Governance Assessment
-
Positive signals:
- Independent Audit and Conflicts Committees composed entirely of independent directors with financial expertise; regular executive sessions; full attendance in 2024—supports oversight quality.
- Explicit prohibition on hedging; no pledged shares—aligns incentives and reduces risk.
- Performance-based XPLR Awards linked to a quantitative adjusted EBITDA target (≥$900M) across 2025–2027—ties pay to results (though awards are part of NEE’s program).
-
Conflicts and risk indicators (RED FLAGS):
- Dual role and interlocks: Ketchum simultaneously chairs and leads NEE while chairing XPLR; NEE affiliates are pervasive counterparties (MSA, O&M, ASA, EMA, credit support, construction), creating structural conflicts despite Conflicts Committee safeguards. 2024 related-party expenses: ~$7.7M (MSA), ~$51.6M (O&M, net), ~$89.8M (ASA), ~$1.7M (EMA); ~$8.2M credit support fee; ~$103.1M capitalized development/construction services; interest income ~$35.6M tied to cash sweep—material and ongoing.

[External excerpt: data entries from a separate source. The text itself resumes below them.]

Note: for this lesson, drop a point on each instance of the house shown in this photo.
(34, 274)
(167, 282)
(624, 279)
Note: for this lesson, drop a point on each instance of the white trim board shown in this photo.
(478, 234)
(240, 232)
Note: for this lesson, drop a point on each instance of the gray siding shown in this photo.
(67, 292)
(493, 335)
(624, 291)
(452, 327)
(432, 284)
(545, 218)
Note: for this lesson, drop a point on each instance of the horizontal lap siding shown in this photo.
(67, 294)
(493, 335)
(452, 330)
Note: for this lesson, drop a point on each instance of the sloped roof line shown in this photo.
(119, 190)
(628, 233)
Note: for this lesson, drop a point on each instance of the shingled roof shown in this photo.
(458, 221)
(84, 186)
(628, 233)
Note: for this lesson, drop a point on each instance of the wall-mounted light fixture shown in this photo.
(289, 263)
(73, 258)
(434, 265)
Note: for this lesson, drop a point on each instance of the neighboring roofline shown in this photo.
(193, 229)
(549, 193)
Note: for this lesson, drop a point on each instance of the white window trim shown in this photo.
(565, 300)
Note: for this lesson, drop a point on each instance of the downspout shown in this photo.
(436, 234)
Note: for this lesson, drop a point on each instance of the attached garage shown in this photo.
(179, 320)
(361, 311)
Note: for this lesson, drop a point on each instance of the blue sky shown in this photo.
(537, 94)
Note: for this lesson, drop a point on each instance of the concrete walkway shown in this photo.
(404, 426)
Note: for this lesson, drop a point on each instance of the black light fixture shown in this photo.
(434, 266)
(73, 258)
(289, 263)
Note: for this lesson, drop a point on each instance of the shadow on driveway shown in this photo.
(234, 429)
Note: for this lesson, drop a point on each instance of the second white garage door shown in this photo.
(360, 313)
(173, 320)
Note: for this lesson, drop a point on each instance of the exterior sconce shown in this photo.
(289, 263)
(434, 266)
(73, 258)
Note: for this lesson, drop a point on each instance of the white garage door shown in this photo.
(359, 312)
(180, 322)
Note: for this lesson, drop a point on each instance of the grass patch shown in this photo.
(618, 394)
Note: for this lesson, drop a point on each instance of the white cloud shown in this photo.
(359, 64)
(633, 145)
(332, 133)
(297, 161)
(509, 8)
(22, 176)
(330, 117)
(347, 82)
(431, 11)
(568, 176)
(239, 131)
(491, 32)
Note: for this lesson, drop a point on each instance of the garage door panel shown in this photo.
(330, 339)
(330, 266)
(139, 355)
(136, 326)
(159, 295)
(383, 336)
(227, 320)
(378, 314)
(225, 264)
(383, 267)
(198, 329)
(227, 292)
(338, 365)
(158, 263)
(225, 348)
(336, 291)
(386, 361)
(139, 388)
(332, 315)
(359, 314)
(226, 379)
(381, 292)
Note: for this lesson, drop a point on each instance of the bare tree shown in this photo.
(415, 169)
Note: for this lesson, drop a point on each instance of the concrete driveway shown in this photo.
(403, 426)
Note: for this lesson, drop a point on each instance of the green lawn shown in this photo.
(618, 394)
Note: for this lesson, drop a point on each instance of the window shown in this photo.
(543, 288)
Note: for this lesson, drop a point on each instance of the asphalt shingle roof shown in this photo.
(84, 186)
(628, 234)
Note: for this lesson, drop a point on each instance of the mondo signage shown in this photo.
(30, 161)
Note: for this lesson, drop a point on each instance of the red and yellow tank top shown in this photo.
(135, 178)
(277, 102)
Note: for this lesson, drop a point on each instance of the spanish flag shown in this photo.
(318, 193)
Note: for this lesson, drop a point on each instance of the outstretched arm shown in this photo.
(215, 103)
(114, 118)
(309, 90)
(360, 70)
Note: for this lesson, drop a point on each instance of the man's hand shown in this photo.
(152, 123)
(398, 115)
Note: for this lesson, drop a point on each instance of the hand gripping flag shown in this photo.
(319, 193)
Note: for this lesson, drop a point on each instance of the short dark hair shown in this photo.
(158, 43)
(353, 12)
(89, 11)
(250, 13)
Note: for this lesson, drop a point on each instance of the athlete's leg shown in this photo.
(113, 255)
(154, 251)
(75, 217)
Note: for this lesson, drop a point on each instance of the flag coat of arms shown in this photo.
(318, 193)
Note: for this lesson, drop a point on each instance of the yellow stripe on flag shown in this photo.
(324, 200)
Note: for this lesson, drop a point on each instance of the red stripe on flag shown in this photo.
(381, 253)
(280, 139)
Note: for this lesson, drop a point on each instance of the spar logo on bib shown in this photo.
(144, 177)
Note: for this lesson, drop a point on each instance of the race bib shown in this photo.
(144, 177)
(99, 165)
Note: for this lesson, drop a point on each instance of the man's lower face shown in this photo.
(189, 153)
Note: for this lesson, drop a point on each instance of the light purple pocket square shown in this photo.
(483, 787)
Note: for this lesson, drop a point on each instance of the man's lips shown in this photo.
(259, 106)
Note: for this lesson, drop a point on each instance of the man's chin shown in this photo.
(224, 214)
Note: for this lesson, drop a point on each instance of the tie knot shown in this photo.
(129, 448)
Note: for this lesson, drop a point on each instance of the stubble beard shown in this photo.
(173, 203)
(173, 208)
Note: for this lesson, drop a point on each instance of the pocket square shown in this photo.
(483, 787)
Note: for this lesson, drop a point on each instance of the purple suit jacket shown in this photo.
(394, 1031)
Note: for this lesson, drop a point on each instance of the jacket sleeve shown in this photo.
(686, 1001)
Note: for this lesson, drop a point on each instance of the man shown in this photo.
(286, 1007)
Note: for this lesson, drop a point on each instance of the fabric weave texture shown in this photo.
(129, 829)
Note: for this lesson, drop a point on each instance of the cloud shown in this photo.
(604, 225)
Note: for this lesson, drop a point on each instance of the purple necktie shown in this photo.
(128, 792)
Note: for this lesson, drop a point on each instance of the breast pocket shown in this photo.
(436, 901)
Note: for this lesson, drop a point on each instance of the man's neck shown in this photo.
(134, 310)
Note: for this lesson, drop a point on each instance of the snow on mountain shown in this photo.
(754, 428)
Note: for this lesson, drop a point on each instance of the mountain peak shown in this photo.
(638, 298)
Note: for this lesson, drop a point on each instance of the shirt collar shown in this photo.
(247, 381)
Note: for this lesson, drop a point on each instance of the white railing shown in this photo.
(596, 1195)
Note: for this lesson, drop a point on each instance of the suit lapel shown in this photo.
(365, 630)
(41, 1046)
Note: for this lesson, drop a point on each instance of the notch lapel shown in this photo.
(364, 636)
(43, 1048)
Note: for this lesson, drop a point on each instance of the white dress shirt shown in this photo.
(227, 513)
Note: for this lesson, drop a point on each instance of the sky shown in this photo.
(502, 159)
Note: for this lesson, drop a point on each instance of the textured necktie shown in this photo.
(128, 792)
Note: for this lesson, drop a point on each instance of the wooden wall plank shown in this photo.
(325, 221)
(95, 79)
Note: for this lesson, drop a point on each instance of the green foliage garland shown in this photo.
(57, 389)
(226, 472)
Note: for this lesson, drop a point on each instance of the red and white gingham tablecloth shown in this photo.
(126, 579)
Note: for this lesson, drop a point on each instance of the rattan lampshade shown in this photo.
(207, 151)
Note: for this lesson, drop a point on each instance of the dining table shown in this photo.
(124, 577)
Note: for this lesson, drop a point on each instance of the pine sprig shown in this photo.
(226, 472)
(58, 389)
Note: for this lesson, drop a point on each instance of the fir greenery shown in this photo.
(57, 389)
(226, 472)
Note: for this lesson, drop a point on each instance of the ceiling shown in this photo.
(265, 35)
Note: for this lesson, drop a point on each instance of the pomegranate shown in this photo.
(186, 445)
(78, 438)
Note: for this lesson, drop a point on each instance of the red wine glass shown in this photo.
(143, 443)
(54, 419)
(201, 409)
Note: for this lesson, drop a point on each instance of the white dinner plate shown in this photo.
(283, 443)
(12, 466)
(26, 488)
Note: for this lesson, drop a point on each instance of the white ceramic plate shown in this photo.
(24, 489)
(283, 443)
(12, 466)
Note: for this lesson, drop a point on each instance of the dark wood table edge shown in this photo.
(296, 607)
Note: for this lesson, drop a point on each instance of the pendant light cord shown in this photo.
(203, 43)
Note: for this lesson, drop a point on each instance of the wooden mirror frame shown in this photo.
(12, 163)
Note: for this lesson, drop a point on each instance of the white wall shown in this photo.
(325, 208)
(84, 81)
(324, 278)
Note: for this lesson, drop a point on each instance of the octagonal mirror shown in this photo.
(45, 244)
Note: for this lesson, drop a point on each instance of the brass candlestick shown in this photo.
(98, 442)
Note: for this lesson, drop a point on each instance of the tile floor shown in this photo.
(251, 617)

- Control features: NextEra’s special voting units and common units aggregate ~52.5% of voting power, although director elections are subject to a 5% of outstanding units voting limitation and a 9.99% votes-cast cutback—unusual mechanics that may complicate governance optics.
- Ownership guideline shortfalls among independent directors (waivers in place)—signals weaker formal ownership alignment at present.
- Shareholder dissent: Ketchum’s 66.4% “FOR” vote is notably lower than other nominees (>85%), indicating investor concern over leadership overlap and conflicts.
Overall: Board committee independence and attendance are strong, but NextEra-related party structures and Ketchum’s overlapping leadership roles present persistent conflict-of-interest risks that warrant close monitoring of Conflicts Committee process rigor, related-party pricing/terms, and responsiveness to investor feedback evidenced in director election vote spreads.